JSoup differs from browsers around commented HTML attributes
Hi,
I encountered a case where JSoup differs from what browsers (Chrome, Firefox Safari) do.
Using this piece of HTML on try jsoup:
<html>
<head>
<title>Try jsoup</title>
</head>
<body>
<h1>before</h1>
<div <!--="" id="hidden" --="">
<h1>within</h1>
</div>
<h1>after</h1>
</body>
</html>
Jsoup will produce:
<html>
<head>
<title>Try jsoup</title>
</head>
<body>
<h1>before</h1>
<div>
<!--="" id="hidden" --="">
<h1>within</h1>
</div>
<h1>after</h1>
</body>
</html>
-->
</div>
</body>
</html>
Commenting the rest of the body whereas all major navigators will escape the comment character and shows the 3 titles.
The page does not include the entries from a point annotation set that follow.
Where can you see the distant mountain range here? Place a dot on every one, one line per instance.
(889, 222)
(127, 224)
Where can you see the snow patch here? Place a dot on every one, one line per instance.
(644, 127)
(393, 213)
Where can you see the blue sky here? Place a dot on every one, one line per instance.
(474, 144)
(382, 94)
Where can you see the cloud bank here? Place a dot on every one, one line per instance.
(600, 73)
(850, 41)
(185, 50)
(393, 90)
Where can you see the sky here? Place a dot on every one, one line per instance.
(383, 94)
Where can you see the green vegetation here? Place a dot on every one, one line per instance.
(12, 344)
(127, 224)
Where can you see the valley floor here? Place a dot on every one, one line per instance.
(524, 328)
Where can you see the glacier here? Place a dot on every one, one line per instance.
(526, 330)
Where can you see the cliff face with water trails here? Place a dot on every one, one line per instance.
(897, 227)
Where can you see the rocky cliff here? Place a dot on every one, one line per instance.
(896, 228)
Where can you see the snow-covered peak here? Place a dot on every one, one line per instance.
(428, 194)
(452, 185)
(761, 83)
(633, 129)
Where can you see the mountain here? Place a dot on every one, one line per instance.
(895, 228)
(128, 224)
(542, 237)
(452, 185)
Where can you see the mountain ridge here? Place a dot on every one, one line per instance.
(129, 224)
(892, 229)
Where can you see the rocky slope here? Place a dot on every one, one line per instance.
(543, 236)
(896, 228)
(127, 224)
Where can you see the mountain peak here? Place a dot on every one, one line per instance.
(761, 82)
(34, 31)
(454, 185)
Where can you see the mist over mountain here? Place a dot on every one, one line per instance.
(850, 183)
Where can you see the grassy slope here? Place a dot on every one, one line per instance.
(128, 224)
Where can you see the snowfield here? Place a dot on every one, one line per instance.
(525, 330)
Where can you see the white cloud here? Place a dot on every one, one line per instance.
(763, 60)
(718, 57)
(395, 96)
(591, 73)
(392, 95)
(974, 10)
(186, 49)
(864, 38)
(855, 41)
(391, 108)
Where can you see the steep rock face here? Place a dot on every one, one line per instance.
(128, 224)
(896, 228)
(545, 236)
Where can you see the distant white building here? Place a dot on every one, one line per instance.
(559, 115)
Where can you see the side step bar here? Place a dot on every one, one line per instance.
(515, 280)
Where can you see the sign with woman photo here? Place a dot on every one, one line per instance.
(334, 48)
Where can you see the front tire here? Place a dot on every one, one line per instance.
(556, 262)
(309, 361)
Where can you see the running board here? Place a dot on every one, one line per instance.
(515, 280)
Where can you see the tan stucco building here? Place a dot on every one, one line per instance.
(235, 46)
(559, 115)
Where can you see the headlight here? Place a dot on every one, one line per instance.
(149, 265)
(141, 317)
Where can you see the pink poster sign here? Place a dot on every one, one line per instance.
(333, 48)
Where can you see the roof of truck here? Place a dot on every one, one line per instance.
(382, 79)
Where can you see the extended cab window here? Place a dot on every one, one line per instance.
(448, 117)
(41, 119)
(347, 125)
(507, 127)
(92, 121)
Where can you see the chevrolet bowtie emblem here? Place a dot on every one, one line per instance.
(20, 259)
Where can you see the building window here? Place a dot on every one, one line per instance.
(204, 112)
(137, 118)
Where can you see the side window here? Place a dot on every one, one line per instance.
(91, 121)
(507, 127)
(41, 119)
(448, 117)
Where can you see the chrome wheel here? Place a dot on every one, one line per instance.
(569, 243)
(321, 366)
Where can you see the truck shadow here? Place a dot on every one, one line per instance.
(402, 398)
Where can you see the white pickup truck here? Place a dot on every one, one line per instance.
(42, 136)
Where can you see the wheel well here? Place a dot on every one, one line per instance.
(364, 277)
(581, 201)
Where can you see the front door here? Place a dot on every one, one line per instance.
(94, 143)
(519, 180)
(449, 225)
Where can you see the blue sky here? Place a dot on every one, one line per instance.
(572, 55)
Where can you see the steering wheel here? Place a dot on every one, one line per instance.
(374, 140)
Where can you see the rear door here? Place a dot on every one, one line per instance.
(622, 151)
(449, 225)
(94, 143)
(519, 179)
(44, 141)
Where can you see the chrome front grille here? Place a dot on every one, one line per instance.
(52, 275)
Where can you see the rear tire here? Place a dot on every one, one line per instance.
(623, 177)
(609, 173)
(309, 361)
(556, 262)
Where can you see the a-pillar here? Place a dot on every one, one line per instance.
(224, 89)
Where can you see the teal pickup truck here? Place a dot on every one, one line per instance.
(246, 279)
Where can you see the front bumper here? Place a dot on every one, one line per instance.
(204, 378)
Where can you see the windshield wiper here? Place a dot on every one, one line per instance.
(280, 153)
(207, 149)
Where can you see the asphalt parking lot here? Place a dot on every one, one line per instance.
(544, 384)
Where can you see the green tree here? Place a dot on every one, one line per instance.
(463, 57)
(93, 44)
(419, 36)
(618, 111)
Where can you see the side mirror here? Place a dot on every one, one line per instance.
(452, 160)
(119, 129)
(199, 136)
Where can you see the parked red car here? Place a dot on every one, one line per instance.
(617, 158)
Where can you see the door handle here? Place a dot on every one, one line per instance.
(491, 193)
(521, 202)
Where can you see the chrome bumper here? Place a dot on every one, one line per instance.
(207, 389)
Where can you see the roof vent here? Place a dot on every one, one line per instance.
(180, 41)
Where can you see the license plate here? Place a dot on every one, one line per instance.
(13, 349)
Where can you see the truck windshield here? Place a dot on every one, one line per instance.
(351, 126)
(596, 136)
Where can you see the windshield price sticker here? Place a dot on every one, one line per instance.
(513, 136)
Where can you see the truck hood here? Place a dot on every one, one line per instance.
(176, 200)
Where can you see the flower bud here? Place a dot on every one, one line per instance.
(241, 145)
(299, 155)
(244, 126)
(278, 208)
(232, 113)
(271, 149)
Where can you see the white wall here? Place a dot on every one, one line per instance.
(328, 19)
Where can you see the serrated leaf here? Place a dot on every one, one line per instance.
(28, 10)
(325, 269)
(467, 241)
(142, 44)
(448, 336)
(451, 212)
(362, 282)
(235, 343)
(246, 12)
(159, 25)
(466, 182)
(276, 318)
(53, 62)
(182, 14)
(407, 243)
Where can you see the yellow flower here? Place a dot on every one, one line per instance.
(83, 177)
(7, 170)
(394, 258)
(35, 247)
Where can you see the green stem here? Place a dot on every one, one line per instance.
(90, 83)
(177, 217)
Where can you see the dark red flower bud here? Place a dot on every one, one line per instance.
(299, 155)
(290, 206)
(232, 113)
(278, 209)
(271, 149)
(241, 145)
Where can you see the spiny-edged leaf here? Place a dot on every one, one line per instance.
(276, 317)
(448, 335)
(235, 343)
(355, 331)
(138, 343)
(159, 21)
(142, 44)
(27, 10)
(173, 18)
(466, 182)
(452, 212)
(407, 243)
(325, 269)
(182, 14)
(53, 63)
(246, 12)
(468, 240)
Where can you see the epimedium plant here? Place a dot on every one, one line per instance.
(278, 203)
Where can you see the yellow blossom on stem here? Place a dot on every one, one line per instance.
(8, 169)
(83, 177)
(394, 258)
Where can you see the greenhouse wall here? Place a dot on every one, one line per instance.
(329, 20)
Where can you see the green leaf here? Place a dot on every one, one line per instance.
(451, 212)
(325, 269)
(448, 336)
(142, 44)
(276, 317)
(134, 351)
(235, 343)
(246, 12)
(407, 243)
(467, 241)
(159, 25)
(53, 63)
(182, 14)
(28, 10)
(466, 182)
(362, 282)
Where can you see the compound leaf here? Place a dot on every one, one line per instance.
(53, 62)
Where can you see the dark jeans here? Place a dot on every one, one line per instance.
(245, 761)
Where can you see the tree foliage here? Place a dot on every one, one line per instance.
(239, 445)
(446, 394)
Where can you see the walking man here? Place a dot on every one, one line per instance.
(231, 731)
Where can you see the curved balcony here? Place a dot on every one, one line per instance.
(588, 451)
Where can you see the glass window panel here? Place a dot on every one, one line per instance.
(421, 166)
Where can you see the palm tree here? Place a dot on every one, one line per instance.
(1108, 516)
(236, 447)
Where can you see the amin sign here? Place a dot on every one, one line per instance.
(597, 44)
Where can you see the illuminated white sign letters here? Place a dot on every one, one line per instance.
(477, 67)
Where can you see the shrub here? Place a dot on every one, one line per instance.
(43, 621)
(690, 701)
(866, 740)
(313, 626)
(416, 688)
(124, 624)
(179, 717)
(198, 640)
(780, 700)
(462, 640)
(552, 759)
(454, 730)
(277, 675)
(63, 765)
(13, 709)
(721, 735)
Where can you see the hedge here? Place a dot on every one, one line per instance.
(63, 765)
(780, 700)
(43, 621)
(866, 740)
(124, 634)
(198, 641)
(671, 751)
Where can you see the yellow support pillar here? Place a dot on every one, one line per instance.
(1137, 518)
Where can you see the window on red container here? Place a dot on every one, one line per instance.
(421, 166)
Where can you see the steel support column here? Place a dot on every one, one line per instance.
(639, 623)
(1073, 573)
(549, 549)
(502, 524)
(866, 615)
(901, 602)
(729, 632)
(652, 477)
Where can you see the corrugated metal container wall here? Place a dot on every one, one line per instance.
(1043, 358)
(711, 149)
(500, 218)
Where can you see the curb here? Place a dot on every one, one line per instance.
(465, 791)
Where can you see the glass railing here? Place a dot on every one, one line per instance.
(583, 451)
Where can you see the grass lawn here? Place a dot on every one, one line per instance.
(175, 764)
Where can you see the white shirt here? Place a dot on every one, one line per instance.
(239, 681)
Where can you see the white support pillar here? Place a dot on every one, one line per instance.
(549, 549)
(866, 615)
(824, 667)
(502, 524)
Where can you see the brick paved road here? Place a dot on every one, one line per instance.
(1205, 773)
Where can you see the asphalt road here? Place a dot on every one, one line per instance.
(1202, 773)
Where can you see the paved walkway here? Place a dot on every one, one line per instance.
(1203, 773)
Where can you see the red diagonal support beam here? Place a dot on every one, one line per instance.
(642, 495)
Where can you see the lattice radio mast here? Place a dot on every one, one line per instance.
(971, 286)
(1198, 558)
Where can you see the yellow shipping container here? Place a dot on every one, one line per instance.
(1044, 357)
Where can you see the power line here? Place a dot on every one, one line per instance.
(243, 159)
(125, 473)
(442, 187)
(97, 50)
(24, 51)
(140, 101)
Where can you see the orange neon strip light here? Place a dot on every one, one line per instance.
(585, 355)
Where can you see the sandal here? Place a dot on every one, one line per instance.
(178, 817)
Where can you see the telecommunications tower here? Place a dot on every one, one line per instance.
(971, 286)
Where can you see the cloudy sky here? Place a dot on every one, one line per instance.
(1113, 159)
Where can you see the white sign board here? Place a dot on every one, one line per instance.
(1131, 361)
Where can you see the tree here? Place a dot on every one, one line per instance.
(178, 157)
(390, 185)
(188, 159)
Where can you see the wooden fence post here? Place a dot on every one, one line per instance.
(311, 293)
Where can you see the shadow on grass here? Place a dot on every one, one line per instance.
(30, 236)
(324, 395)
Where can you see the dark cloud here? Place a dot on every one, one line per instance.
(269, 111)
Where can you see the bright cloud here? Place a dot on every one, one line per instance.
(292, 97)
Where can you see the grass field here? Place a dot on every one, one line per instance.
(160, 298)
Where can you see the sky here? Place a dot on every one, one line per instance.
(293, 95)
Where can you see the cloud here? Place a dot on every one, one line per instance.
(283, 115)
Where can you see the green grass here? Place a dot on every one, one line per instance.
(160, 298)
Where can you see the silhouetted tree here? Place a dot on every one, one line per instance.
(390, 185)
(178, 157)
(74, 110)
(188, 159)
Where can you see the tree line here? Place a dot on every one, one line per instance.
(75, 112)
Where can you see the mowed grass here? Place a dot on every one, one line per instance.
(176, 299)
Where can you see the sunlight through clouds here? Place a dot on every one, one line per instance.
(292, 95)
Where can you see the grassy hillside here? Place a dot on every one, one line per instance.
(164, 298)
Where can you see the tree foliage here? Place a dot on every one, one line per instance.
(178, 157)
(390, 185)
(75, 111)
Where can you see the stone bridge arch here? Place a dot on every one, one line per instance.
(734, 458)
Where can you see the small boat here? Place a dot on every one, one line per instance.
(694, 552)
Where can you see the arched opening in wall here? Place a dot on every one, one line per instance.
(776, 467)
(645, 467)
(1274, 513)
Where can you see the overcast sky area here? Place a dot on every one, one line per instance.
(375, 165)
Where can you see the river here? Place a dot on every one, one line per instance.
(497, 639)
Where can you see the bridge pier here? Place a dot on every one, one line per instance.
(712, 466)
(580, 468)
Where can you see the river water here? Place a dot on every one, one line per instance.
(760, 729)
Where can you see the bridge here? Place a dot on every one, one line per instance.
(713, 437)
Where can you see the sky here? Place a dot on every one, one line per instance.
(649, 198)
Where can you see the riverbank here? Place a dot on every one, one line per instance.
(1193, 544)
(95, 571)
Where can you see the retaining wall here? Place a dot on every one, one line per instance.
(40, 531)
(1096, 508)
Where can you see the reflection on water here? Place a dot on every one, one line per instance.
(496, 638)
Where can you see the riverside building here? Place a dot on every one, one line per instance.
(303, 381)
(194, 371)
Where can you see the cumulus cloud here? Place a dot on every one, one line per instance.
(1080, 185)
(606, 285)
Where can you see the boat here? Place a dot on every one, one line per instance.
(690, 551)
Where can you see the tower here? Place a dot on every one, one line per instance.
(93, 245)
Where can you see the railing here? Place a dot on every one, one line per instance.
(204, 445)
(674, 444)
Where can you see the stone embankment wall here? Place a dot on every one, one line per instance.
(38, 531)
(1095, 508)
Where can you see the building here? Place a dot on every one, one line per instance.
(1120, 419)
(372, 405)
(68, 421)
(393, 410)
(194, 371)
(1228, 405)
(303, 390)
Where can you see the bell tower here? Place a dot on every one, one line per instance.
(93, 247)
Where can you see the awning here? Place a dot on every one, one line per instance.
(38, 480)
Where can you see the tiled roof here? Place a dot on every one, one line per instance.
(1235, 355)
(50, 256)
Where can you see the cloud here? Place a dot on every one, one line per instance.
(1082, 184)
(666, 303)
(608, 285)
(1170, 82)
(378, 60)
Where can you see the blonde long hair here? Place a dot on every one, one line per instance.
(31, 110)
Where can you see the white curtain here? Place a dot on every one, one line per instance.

Probably a similar issue than https://github.com/jhy/jsoup/issues/1483 except here it comment pretty much all the HTML.
Yes I believe @panthony is right -- the browsers aren't treating this as a comment but as attributes on the div tag, like:
<div
Attr: <!--
Attr: id = hidden
Attr: --
>
Will need to revisit #1483, either implement my idea or scrap the attempt to handle missing > and just hard follow the spec.